AWS S3 OCF Connector: Install and Configure

The metadata extraction uses the inventory reports for the S3 buckets. Alation extracts the inventory reports in the destination bucket and streams the metadata to the catalog.

../../../_images/S3OCF_01.png

Required Information

The following information is required for configuring the S3 file system source in Alation:

  • AWS access key ID

  • AWS access key secret

  • Bucket to store the inventory for Alation - This destination bucket is created to store the inventory for performing the metadata extraction.

  • Lambda function (Optional) - Setting up of lambda (inventory) function is required only if the user is going to use the incremental extraction.

Prerequisites

In order to connect to S3 from Alation, you will need to perform a number of configurations in AWS S3 that include:

Configuration in S3

The destination bucket can either be created manually using the steps provided in this section or can be done using the Terraform script. Refer to Terraform Configuration.

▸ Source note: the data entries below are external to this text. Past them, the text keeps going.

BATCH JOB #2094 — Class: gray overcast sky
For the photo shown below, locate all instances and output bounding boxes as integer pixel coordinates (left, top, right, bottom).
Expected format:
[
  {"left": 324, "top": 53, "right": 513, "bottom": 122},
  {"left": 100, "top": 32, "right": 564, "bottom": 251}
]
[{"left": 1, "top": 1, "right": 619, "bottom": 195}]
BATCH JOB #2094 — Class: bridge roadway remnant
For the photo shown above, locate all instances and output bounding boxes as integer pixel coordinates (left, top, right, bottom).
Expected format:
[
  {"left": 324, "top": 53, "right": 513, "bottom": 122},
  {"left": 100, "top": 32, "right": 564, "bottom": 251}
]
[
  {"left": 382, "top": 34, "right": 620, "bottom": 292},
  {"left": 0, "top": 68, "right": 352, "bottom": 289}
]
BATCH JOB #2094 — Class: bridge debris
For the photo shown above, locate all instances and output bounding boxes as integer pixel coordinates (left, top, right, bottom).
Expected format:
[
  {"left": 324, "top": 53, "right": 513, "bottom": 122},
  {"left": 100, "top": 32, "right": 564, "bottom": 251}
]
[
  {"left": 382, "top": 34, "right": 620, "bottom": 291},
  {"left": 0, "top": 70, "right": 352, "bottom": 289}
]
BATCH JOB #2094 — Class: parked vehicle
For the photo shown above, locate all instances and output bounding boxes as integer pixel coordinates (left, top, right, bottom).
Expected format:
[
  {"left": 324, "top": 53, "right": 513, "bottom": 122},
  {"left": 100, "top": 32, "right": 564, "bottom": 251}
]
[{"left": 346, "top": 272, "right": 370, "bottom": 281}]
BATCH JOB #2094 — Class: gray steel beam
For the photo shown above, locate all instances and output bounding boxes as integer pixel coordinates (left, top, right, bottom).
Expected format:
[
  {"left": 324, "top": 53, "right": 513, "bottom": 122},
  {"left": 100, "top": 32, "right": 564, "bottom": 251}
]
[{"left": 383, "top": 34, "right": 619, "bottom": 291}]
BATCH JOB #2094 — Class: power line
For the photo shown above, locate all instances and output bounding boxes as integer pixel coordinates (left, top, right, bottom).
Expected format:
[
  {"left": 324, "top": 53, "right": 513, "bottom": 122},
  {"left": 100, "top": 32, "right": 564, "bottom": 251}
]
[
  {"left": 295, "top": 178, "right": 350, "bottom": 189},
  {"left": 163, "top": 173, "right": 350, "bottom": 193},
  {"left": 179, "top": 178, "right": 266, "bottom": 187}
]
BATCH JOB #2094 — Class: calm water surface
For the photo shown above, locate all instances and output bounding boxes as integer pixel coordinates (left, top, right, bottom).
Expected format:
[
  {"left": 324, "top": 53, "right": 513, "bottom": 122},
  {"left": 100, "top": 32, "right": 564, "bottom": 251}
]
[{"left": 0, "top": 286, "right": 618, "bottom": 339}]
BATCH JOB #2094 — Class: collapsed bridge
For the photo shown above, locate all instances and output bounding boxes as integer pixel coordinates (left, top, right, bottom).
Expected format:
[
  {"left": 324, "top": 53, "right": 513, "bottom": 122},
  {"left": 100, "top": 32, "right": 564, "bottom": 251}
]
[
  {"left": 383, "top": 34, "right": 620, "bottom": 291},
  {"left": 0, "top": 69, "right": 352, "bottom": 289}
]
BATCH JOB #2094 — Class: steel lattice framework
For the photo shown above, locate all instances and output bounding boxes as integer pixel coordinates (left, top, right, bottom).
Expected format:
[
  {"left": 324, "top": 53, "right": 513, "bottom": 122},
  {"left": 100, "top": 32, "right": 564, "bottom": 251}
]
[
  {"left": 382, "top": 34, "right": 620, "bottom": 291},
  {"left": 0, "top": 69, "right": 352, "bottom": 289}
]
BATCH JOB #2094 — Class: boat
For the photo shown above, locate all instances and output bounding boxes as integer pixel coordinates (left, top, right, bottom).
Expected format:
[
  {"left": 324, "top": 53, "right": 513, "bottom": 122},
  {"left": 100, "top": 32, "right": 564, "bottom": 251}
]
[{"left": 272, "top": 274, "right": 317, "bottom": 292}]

Step 1: Create a Destination Bucket to Store Inventory

  1. In AWS S3, create a bucket to be used as the destination bucket by Alation. Create this bucket in the same AWS region as your source buckets. This bucket should not be used for any other purpose or store any other content. Alation expects that the destination bucket only stores the inventory reports to be ingested into the catalog.

    Example:

    alation-destination-bucket

  2. Create a folder called inventory inside the destination bucket.

Step 2: Configure the S3 Inventory

For every source bucket that you want to be ingested into the catalog, configure the S3 inventory. Use the steps in Configuring inventory using the S3 console in AWS documentation to perform this configuration. Make sure to follow these recommendations:

  • Select the destination bucket with inventory folder path: s3://<Destination_Bucket_Name>/inventory

  • Set Frequency to Daily or Weekly. Make sure that the frequency matches with the metadata extraction schedule.

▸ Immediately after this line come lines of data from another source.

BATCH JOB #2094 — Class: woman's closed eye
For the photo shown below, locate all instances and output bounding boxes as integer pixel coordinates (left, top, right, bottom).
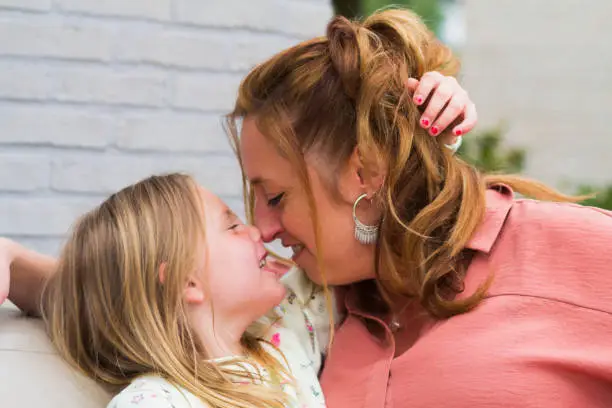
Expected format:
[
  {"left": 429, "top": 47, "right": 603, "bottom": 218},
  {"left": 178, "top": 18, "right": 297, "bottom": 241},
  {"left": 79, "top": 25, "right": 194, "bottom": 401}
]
[{"left": 267, "top": 193, "right": 285, "bottom": 207}]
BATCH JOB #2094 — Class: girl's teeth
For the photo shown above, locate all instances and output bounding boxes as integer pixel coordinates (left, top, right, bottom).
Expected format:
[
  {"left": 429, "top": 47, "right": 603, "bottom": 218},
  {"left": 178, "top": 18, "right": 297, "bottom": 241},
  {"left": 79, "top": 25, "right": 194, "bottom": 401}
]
[{"left": 259, "top": 258, "right": 266, "bottom": 268}]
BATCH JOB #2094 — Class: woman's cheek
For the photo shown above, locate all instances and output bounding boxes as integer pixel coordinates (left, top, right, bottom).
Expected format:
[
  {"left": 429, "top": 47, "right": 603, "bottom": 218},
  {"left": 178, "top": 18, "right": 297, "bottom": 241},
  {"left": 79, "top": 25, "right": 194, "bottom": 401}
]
[{"left": 283, "top": 205, "right": 311, "bottom": 243}]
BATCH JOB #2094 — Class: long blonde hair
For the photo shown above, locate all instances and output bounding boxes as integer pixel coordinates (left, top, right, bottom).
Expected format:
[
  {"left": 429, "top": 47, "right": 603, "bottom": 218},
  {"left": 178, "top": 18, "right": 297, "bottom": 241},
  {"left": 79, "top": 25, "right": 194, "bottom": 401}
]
[
  {"left": 42, "top": 173, "right": 289, "bottom": 408},
  {"left": 227, "top": 9, "right": 577, "bottom": 320}
]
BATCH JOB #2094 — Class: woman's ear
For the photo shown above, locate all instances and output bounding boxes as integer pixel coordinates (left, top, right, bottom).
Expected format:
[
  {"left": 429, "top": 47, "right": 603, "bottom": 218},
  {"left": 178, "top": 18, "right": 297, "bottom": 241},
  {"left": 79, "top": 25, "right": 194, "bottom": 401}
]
[
  {"left": 183, "top": 274, "right": 206, "bottom": 305},
  {"left": 341, "top": 147, "right": 386, "bottom": 201}
]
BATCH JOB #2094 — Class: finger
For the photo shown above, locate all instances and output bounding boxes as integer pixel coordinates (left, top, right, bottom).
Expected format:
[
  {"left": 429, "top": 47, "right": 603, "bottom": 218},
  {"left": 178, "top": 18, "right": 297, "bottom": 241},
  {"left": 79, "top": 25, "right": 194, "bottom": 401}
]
[
  {"left": 413, "top": 71, "right": 443, "bottom": 105},
  {"left": 430, "top": 93, "right": 468, "bottom": 135},
  {"left": 420, "top": 81, "right": 455, "bottom": 134},
  {"left": 406, "top": 78, "right": 419, "bottom": 94},
  {"left": 452, "top": 102, "right": 478, "bottom": 136}
]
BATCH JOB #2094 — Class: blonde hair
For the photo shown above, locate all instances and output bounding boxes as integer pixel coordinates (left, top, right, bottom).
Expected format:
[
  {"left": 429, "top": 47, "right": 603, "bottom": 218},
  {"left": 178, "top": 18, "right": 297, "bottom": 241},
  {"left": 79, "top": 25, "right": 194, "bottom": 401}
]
[
  {"left": 42, "top": 173, "right": 289, "bottom": 408},
  {"left": 227, "top": 9, "right": 578, "bottom": 320}
]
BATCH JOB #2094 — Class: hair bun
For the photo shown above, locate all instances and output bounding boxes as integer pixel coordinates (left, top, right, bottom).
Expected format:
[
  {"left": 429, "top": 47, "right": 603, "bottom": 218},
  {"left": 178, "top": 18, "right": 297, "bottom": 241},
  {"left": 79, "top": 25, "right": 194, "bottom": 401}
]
[{"left": 326, "top": 16, "right": 361, "bottom": 100}]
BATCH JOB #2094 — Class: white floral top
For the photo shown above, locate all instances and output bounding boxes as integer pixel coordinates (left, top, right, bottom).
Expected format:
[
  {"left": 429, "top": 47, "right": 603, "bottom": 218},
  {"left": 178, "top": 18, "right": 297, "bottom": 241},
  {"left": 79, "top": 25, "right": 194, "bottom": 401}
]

  • Set Output Format as CSV

  • Set Status as Enable

  • Set Server-side encryption to Disable

  • Additional fields (Optional)

    • Size

    • Last modified

Note

Additional fields are optional. MDE will not fail even if the additional fields are not configured.

Important

It may take up to 48 hours to deliver the first report into the destination bucket. After the inventory reports for all the buckets that you want ingested in Alation have been delivered to your destination bucket, you can proceed with the configuration on the Alation side.

Create an AWS S3 User

Basic Authentication User

Create a user in AWS S3 with read-only access to the source buckets (buckets that store the data) and the destination bucket (created for the inventory) to set up a connection in Alation and perform the metadata extraction (MDE).

Note

If you do not require incremental MDE, you can provide read-only access to the destination bucket only.

For column extraction, read-only access is required to the source buckets and the destination buckets even if incremental MDE is turned off.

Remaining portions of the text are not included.